What Did the DNC and RNC Have in Common?
Almost zero mentions of black issues. But if Obama gets a second term, maybe that will change.
(The Root) -- Witnesses to this week's DNC or last week's RNC conventions could easily come to the same conclusion: African-American issues were about as invisible as the imaginary President Obama in Clint Eastwood's staged chair.
During the Republican National Convention's truncated three-day conference, there was Obama-bashing galore, with frequent mentions that the unemployment rate has been 8 percent or higher since the former U.S. senator from Illinois was sworn in as POTUS more than three and a half years ago. A debt clock served as a timely prop to remind us of how many trillions Obama's failed leadership has single-handedly put us in the hole because of his reckless spending and big government policies.
There was even a minority hour so that rising black GOP stars -- Mia Love, the mayor of Saratoga Springs, Utah; South Carolina Rep. Tim Scott, the Allen West wing nut wannabe; and Artur Davis, the estranged former Democrat congressman from Alabama turned Republican sweetheart -- could mouth conservative talking points and get their 15 minutes of national fame. With the exception of these token appearances and former Secretary of State Condoleezza Rice's speech, there was virtually no mention of black folks, and so few were present that comedian and author Baratunde Thurston could count them and did -- 143 out of about 50,000.

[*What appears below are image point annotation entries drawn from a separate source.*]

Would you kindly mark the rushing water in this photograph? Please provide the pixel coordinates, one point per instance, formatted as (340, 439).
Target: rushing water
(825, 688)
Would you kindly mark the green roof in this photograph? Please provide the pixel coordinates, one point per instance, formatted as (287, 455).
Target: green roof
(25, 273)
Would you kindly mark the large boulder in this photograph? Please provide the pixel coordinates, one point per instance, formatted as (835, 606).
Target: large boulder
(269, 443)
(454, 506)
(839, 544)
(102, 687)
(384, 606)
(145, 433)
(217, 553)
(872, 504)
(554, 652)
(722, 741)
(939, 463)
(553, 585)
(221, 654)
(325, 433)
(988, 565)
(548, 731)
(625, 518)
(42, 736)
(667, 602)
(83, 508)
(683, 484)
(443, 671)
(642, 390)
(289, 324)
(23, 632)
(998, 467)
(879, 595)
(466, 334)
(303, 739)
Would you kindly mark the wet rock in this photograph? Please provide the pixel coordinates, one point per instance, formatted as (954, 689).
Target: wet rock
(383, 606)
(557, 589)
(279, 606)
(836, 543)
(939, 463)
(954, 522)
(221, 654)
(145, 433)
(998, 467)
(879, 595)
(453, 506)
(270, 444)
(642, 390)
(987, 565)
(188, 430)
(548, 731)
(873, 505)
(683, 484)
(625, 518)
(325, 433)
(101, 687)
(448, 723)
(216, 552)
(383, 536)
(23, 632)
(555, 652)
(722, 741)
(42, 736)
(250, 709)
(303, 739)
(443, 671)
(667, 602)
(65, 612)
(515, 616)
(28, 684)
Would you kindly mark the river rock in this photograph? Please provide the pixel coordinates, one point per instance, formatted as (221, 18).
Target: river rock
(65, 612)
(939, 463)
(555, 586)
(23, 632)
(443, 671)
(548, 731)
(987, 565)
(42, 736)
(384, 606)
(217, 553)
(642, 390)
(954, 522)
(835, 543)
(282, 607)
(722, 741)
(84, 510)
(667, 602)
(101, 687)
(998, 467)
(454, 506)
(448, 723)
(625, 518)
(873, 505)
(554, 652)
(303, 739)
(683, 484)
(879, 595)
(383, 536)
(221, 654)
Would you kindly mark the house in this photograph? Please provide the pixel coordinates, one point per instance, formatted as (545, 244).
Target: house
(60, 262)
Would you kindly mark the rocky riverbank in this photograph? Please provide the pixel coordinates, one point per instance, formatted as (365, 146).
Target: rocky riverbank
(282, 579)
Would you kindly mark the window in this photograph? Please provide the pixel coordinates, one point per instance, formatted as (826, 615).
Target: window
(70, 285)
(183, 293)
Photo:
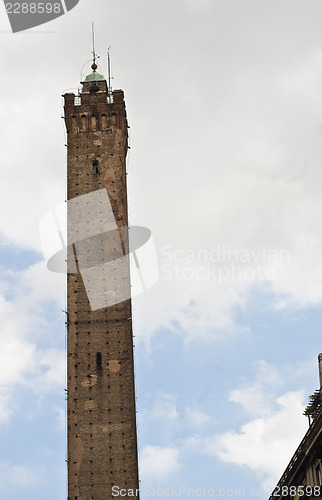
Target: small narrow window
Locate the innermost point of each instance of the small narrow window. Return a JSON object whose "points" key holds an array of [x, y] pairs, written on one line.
{"points": [[74, 124], [83, 122], [95, 167]]}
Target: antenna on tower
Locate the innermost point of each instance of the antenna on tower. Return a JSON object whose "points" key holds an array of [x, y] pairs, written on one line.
{"points": [[109, 77]]}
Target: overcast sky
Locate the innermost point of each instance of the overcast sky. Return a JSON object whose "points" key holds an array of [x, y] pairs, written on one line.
{"points": [[224, 101]]}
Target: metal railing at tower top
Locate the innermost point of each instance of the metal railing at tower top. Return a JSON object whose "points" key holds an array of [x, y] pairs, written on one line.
{"points": [[300, 452]]}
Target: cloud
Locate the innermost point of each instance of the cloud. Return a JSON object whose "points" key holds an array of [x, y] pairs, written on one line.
{"points": [[26, 306], [157, 463]]}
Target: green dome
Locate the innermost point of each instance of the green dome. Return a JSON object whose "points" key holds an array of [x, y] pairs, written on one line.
{"points": [[94, 77]]}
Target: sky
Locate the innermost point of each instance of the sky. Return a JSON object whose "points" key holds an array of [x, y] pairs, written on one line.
{"points": [[224, 101]]}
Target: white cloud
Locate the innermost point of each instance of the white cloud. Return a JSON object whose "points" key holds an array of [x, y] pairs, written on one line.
{"points": [[165, 407], [21, 475], [157, 463]]}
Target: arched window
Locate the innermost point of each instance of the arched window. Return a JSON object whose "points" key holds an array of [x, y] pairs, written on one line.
{"points": [[74, 124], [95, 167]]}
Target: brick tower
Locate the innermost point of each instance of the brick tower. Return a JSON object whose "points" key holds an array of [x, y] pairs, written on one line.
{"points": [[102, 443]]}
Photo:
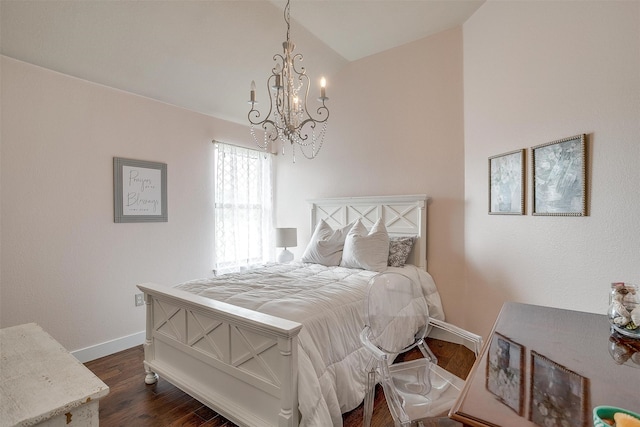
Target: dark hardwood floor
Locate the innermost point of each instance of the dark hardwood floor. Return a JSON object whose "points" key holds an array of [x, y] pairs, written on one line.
{"points": [[132, 403]]}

The Democrats, of course, looked better. Twenty-seven percent of the delegates in Charlotte were black. But save for civil rights legend Rep. John Lewis, who talked about voter suppression and then delivered a tear-inducing tale of being beaten bloody back in 1961 after entering a whites-only waiting room in Rock Hill, S.C., there wasn't much more discussion of black issues among the Democrats than there had been among the Republicans. Three members of the Congressional Black Caucus made cameo appearances, addressing voter suppression and speaking the same red, white and blue platitudes the president would speak later in his acceptance speech. First lady Michelle Obama reminded us why her husband had us at hello four years ago, while the "first black president," Bill Clinton, ripped the hide off the herd of lies the Republicans have been running through campaign ads and in media interviews.
The Democratic convention, as a whole, was designed to simultaneously appeal to that sliver of undecided voters who will choose the winner and fire up the party rank and file to assure that they're ready to go.

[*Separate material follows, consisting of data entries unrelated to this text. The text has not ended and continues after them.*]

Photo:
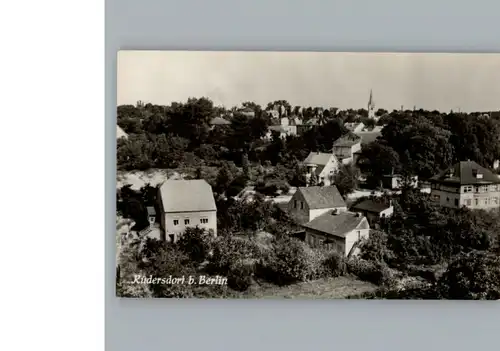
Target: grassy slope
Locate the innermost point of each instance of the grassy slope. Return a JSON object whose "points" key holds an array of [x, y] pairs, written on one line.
{"points": [[328, 288]]}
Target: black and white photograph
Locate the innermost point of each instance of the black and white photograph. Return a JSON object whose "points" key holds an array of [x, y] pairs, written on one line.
{"points": [[307, 175]]}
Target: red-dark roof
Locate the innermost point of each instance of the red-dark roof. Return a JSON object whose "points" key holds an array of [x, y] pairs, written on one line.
{"points": [[466, 173]]}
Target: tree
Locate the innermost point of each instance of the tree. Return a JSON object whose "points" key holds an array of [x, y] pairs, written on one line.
{"points": [[474, 276], [246, 166], [347, 179], [224, 178]]}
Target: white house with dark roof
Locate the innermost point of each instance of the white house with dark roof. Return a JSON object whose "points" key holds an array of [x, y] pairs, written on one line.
{"points": [[345, 147], [466, 184], [324, 165], [186, 203], [336, 230], [373, 209], [308, 203]]}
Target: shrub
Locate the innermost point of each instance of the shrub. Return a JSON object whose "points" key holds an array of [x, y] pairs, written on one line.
{"points": [[335, 265], [228, 250], [195, 242], [240, 275], [373, 272], [289, 261]]}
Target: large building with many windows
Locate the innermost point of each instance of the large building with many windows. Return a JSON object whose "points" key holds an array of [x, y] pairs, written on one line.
{"points": [[466, 184]]}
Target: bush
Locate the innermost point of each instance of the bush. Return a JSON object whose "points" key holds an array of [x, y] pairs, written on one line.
{"points": [[240, 275], [288, 262], [195, 242], [335, 265], [228, 250], [373, 272]]}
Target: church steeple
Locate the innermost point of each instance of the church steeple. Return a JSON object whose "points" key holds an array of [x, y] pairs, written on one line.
{"points": [[371, 106]]}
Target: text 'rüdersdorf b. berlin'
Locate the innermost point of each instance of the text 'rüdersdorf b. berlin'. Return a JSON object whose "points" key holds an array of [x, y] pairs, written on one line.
{"points": [[189, 280]]}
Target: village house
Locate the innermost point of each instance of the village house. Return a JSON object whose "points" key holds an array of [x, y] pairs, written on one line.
{"points": [[219, 121], [394, 181], [336, 230], [323, 165], [186, 203], [308, 203], [346, 147], [373, 210], [355, 126], [247, 111], [466, 184]]}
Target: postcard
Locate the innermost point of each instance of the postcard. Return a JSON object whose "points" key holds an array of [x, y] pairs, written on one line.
{"points": [[308, 175]]}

In his acceptance speech, the president made a reasoned pitch for the four more years he needs to finish the job he's started. President Obama talked about the taxes he's cut, the manufacturing jobs he'd like American workers to have and the green jobs his administration has helped fuel. He also talked about recruiting 100,000 math and science teachers, ending the Iraq War as promised and not turning Medicare into a voucher system -- but not a word about black unemployment.